個人的には、白石さんがおっしゃった「SCOTを出てから、私は『怖い(役を多く演じる)女優』になっちゃった」という一言と、蘭さんがご披露くださった「滑舌など気にしなくていいと私たち(=舞台出演者)に言っていた寺山さんが、ご自身の映画に出演する俳優には、その辺がきっちりした人を集めていた」というエピソードがツボでした。

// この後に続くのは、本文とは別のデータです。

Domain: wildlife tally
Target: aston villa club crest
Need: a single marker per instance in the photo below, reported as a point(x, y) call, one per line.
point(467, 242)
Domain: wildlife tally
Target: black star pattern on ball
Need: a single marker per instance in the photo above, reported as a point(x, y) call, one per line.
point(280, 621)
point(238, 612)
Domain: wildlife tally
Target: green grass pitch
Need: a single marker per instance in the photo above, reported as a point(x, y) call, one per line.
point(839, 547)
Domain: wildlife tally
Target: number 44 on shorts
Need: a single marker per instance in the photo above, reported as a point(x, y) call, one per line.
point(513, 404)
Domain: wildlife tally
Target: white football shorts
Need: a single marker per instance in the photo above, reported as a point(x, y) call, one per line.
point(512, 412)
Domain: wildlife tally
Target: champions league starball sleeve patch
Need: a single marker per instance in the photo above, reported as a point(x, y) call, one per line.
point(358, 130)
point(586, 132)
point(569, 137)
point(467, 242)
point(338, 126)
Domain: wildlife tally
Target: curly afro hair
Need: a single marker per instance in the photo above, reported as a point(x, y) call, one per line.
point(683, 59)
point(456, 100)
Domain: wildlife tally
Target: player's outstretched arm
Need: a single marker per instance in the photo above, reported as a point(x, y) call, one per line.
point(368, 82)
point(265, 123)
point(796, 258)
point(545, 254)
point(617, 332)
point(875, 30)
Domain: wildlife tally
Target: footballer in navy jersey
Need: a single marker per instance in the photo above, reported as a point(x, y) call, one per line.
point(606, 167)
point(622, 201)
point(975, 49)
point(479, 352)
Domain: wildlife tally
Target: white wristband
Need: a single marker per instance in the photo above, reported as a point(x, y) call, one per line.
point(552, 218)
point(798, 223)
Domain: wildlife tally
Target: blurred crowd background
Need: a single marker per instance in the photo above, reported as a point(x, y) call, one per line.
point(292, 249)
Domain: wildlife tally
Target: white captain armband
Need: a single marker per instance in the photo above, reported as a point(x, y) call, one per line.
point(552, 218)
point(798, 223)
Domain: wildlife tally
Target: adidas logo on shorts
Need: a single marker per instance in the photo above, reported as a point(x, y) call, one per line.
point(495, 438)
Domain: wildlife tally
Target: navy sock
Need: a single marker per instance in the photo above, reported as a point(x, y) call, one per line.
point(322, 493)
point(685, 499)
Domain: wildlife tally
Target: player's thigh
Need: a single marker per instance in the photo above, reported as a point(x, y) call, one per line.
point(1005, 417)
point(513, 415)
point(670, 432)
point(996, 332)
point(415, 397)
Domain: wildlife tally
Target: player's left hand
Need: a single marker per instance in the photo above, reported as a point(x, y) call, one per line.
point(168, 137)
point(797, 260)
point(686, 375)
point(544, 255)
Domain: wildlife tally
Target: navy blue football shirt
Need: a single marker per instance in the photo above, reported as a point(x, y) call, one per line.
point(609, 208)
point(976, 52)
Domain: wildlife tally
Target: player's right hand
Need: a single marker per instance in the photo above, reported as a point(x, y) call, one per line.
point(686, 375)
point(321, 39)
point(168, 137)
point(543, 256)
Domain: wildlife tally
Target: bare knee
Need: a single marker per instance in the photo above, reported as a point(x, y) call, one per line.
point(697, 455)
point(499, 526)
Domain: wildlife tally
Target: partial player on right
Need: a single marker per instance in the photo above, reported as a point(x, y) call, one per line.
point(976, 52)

5/15(日)の15:00の回終演後のポストパフォーマンストークは、川村氏がホストを務め、この白石さんと蘭さんのお二人をお迎えしてのトークです。「時代を創った女優」というテーマで、どのようなエピソードが語られるのか、非常に楽しみです。川村氏は中学生・高校生の頃から、天井桟敷も早稲田小劇場もご覧になっていたというマセガキだったそうなので、2016年の今からすると伝説に近いような日々のお話がたくさん聞け、若い方々には却って新鮮に感じられるかもしれません。


ティーファクトリー『愛情の内乱』公演詳細:
http://www.musashino-culture.or.jp/k_theatre/eventinfo/2016/05/post-45.html
チケットのご予約(一般):
https://yyk1.ka-ruku.com/musashino-t/index.jsp?id=126&type=O
チケットのご予約(学生):
https://yyk1.ka-ruku.com/musashino-t/index.jsp?id=127&type=O

(文・構成・写真:大川智史〈武蔵野文化事業団〉)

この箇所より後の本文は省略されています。